Com isso, László funciona não tanto como um herói virtuoso, mas sim como um anti-herói corrompido. Quando ele chega à América, ele fica algumas semanas com Attila (Alessandro Nivola), seu primo. No entanto, László é expulso de casa após a esposa do primo acusá-lo de dar em cima dela. Um tempo se passa e Tóth agora trabalha na área de construção como peão e se torna um viciado em heroína. Com isso, quanto mais ele adentra na sociedade americana, mais decaído ele fica. Isso se mantém até ele ser salvo pela elite local, que valoriza seu trabalho. Por consequência, há um segundo processo de corrupção: conforme László passa mais tempo com essas pessoas, mais estadunidense ele se torna. Nisso, ele tem mais chances de ter sucesso comparado a outros imigrantes, mas também ganha traços de agressividade e traição contra seu próprio passado.
Tóth tem outro grande desafio: enfrentar os Estados Unidos no ápice do Macartismo. Em um primeiro momento, a América é um país da mentira em prol do sucesso: o primo de László agora tem um novo nome, mais atrativo para os clientes norte-americanos. Nesse sentido, o tão famoso Sonho Americano é um pacote fraudulento: prostitutas baratas, auxílio a imigrantes de 25 dólares e filas enormes por comida em abrigos. No caso, nem os novos amigos do arquiteto — o ciclo social de Harrison — são confiáveis: quando há uma perda de materiais na construção do monumento, Harrison demite todos da equipe, inclusive László. Anos depois, Harrison decide retomar a construção e entra em contato com o arquiteto. No entanto, durante uma viagem à Itália em busca de mármore, Harrison estupra László quando ele estava bêbado e inconsciente.
Brady Corbet assina o filme com grande sucesso.

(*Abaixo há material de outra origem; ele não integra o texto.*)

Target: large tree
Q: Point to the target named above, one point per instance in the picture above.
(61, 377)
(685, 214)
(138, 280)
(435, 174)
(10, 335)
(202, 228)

Em primeiro lugar, ele costura tão bem as cenas que são poucos os momentos desse filme de mais de três horas que parecem excessivos. Em segundo, Corbet tem uma abordagem madura que renuncia a um ponto de vista e busca, da melhor forma possível, uma verdade. Com isso, as mesmas técnicas são usadas em contextos diferentes e são exitosas: tanto o plano sequência de abertura quanto aquele em que Harry busca por seu pai desaparecido são sufocantes do seu próprio jeito. Em conjunto, Corbet canaliza sentimentos e estados por meio de ferramentas. Nisso, os instantes em que László está drogado e a câmera passeia por instrumentos musicais de forma delirante sinalizam esses objetos como uma extensão irreal do ser humano quando eles estão chapados. Corbet estabelece essa provocação velada muito bem.
O Brutalista é um pacote fechado: ele é bonito, conta com diálogos bem elaborados e uma direção afiada. Em outras palavras, esse é um filme que abraça totalmente sua proposta: ele se propõe a ser grandioso e vende bem essa ideia. Como resultado, os trechos de paisagens urbanas, que funcionam como uma vitrine de arquitetura com significado além dos insights mais óbvios, são mesclados com momentos de catarse, como na incrível cena em que Erzsébet acusa Harrison de estupro. Todavia, seu maior problema acaba sendo a carência de conexão emocional. Esse não é um filme que muda sua vida. Por fim, quando você pensa sobre o hype de O Brutalista, você pensa que László, talvez, não é um herói tão grande assim.
(Nota: Este texto foi publicado originalmente no site Cinemanorama e, desde setembro de 2025, encontra-se também disponível no site Suborno.)